Location: root architecture structures rhizosphere microbial associations

• Published in: Journal of experimental botany Vol. 75; no. 2; pp. 594 - 604
• Main Authors: Galindo-Castañeda, Tania, Hartmann, Martin, Lynch, Jonathan P
• Format: Journal Article
• Language: English
• Published: UK Oxford University Press 10.01.2024
• Subjects: botany; Expert Views; exudation; microbiome; Plant Breeding; Plant Roots - metabolism; Rhizosphere; root systems; soil; Soil - chemistry; Soil Microbiology; soil vertical gradients; number of axial roots; rooting depth; Carbon rhizodeposition; rhizosphere microbiome; soil redox potential; lateral roots; root system architecture; root growth angle
• ISSN: 0022-0957; 1460-2431; 1460-2431
• DOI: 10.1093/jxb/erad421

Abstract Root architectural phenotypes are promising targets for crop breeding, but root architectural effects on microbial associations in agricultural fields are not well understood.

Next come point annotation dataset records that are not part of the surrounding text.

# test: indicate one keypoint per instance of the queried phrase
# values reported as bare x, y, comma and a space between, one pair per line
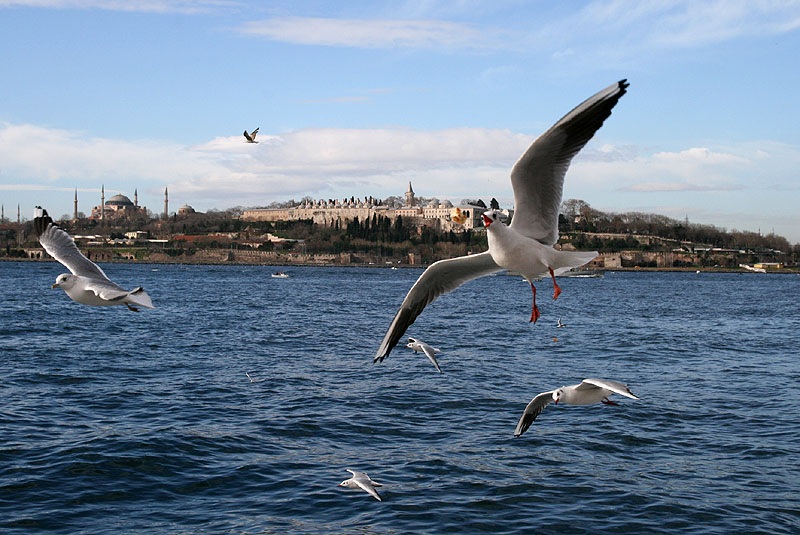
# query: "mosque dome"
119, 200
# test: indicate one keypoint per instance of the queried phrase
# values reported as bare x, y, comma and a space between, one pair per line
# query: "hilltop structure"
117, 207
332, 211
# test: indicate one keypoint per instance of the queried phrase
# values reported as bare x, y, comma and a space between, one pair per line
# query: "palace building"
329, 212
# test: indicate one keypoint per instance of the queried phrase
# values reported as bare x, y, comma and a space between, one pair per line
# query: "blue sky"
358, 98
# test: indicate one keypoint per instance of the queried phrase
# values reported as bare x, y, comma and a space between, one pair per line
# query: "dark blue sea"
114, 421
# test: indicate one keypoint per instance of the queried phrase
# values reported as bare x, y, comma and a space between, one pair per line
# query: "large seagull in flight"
525, 246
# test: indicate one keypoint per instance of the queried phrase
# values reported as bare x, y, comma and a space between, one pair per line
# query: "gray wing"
615, 386
538, 176
431, 354
363, 480
440, 277
61, 246
532, 411
106, 289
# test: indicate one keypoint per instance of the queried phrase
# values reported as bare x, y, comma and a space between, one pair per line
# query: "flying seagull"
526, 246
588, 392
430, 352
360, 480
88, 284
251, 137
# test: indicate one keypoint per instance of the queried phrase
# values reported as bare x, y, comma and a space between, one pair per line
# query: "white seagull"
588, 392
251, 137
430, 352
526, 246
360, 480
88, 284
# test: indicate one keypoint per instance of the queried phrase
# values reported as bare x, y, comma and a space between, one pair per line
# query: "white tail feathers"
566, 260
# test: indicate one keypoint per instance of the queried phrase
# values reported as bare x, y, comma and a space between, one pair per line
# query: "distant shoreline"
206, 262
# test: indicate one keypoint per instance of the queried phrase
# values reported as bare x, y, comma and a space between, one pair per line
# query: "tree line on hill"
579, 224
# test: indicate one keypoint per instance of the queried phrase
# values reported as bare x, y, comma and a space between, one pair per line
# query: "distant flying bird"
360, 480
251, 137
430, 352
526, 246
88, 284
590, 391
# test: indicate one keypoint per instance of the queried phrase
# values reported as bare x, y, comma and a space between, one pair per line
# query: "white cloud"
750, 178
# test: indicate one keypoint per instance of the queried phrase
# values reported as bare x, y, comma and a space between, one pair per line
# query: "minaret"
409, 195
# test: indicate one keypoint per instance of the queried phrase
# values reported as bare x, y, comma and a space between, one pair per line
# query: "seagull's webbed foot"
556, 287
534, 310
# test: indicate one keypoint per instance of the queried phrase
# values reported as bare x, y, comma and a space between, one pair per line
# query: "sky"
358, 98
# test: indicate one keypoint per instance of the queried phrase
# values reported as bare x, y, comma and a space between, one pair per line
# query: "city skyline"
365, 96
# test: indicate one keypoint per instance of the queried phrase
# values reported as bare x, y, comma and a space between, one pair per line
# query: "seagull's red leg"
556, 287
535, 310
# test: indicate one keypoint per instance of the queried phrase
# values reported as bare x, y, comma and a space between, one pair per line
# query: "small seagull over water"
525, 246
360, 480
88, 284
588, 392
251, 137
430, 352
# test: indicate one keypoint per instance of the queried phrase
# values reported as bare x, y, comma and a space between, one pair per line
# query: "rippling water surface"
116, 421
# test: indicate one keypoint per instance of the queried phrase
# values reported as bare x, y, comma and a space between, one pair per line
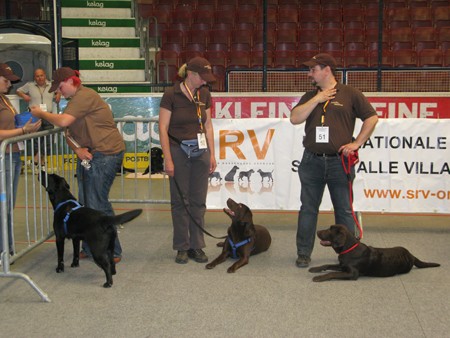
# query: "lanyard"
324, 110
8, 105
197, 102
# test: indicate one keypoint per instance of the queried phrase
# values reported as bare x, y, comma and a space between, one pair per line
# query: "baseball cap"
7, 72
202, 67
60, 75
323, 59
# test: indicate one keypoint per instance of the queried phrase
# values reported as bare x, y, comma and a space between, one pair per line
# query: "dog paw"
315, 270
319, 279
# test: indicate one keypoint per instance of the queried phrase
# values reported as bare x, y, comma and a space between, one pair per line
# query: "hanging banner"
404, 166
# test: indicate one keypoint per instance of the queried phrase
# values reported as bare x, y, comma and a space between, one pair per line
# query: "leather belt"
324, 155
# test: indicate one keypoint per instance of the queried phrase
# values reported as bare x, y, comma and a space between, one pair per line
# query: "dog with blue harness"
74, 221
244, 238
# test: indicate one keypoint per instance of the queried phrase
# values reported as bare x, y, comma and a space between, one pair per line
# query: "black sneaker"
197, 255
182, 257
302, 261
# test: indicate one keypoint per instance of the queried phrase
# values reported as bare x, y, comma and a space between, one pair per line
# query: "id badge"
202, 141
322, 134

Architecture determines the location of microbial associations within root systems, which, when integrated with soil vertical gradients, determines the functions and the metabolic capability of rhizosphere microbial communities. We argue that variation in root architecture in crops has important implications for root exudation, microbial recruitment and function, and the decomposition and fate of root tissues and exudates. Recent research has shown that the root microbiome changes along root axes and among root classes, that root tips have a unique microbiome, and that root exudates change within the root system depending on soil physicochemical conditions. Although fresh exudates are produced in larger amounts in root tips, the rhizosphere of mature root segments also plays a role in influencing soil vertical gradients. We argue that more research is needed to understand specific root phenotypes that structure microbial associations and discuss candidate root phenotypes that may determine the location of microbial hotspots within root systems with relevance to agricultural systems. Root architecture and soil vertical gradients create a diverse set of physicochemical conditions in which rhizosphere microbes live; however, these scaffolds of soil microbial ecology are rarely studied.